Work and Attitude
Our workplaces are changing. They were changing before Covid, but like everything, new office structure accelerated. Not only is meeting in person or going into the office in flex, but the ages inside the office are also changing.
The youth is entering corporate America, and they don’t love what they see. They understand technology at different levels than most, and they desire change. It is hard to move the needle when the workforce is staying at work into their 70’s. The few that have not retired in Covid are dealing with the expectations and attitude of Gen Z.
When I started working in my 20’s, I respected many of the people who were years ahead of me, but some of them, not so much. I admired the ones where I listened, learned, asked many questions. I felt comfortable having a dialogue because I could tell that they appreciated my brain, attitude, and chutzpah.
My first post-college job was at Macy’s. The first step after the training program was co-managing the cosmetics department in Kings Plaza, BK. 150 people worked underneath us. I could see every day the impact that I made. The beautiful thing about retail is the numbers don’t lie, and you get them every single morning. It was about making more than last year and being more profitable.

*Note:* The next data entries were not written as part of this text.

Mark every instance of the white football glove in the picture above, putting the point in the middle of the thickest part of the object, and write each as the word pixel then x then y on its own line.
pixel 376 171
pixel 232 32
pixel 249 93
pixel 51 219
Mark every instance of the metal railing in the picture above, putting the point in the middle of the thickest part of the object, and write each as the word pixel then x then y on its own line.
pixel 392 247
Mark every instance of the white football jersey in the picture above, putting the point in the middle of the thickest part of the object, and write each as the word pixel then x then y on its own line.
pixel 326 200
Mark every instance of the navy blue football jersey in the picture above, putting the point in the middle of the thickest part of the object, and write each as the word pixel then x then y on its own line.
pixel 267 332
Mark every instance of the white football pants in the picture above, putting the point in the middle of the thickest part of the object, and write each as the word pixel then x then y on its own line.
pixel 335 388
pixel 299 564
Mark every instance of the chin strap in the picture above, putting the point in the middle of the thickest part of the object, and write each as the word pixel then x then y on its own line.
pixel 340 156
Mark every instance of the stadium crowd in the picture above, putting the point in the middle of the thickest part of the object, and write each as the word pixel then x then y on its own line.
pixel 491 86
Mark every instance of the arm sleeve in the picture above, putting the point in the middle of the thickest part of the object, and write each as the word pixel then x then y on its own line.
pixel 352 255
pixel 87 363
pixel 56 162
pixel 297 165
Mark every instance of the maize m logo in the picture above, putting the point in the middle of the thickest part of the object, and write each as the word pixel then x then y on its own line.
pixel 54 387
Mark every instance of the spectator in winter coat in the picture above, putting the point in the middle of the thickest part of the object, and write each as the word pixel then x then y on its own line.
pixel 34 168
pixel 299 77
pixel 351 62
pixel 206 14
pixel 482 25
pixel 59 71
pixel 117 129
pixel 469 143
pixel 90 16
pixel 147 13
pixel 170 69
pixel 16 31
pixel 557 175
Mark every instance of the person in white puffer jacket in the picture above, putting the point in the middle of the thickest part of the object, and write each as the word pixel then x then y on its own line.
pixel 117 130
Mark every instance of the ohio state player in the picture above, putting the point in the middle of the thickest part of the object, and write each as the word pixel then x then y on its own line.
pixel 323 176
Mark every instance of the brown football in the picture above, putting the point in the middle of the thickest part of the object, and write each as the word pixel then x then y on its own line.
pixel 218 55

I loved the game.
Rosemarie Bravo, the only woman at the VP level, oversaw the cosmetics division. I remember thinking how hard it must be for her to be the only woman in a room of men running the entire company. I always wondered if she slept using the printed numbers as a pillow. It appeared that she felt she had to be better than the men in the way she behaved.
She expected everyone to call her Miss Bravo. She was not warm. She ran her part of the company a bit like a personal fiefdom. She was the queen, and if you bowed down to her, she would take you under her arm and bring you up the ladder in her domain.

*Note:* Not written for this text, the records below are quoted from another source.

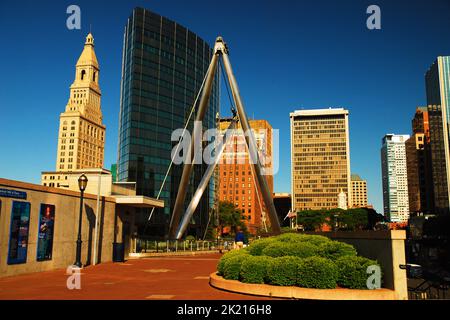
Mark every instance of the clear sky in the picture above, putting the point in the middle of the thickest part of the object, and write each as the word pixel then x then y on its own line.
pixel 286 55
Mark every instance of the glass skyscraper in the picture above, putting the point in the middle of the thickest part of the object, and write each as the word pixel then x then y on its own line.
pixel 437 81
pixel 163 67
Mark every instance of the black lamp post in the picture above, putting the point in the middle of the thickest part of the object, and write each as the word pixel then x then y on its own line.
pixel 82 183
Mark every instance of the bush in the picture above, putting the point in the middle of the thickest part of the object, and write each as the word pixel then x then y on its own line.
pixel 316 240
pixel 226 256
pixel 333 250
pixel 256 247
pixel 296 249
pixel 317 272
pixel 232 266
pixel 254 269
pixel 283 271
pixel 353 271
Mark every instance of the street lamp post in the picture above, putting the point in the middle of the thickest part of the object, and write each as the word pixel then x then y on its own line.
pixel 82 183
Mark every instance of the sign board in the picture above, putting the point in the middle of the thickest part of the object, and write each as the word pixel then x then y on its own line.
pixel 7 193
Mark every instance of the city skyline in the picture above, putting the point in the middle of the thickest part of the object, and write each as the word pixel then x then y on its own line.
pixel 360 97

I didn’t want to be part of that. I always called her Rosemarie. I believed that we were equals. The only difference was that I was younger and less experienced than her, but that didn’t mean I was below her. I knew that in time I could do her job. Her behavior reminded me of something of the olden days. Aren’t we all in this together? Is this how you manage your team? It isn’t how I manage my team and look at how well it works.
As the years passed, I had many visits from the higher-up men, too, but it was the ones where I felt good about my role, not as if I was reporting to the hierarchy, that I gravitated to. It isn’t the same as what is happening today, but my experience does have some familiar notes.

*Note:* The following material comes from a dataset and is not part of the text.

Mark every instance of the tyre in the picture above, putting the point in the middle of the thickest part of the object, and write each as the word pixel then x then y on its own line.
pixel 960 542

People should enjoy where they work, and companies should take care of their people. We are at a point in the road where community, family, raising children, and mental health care are a public conversation. Let’s embrace the next generation and find a way to work alongside them. We can all learn more from each other when the wall is lowered, and mutual respect creates a workplace.
Perhaps it is one way to get rid of so much of the anger and frustration permeating society right now. There is value in age. And value in youth. How do we help each other create a future we all want to live and work in?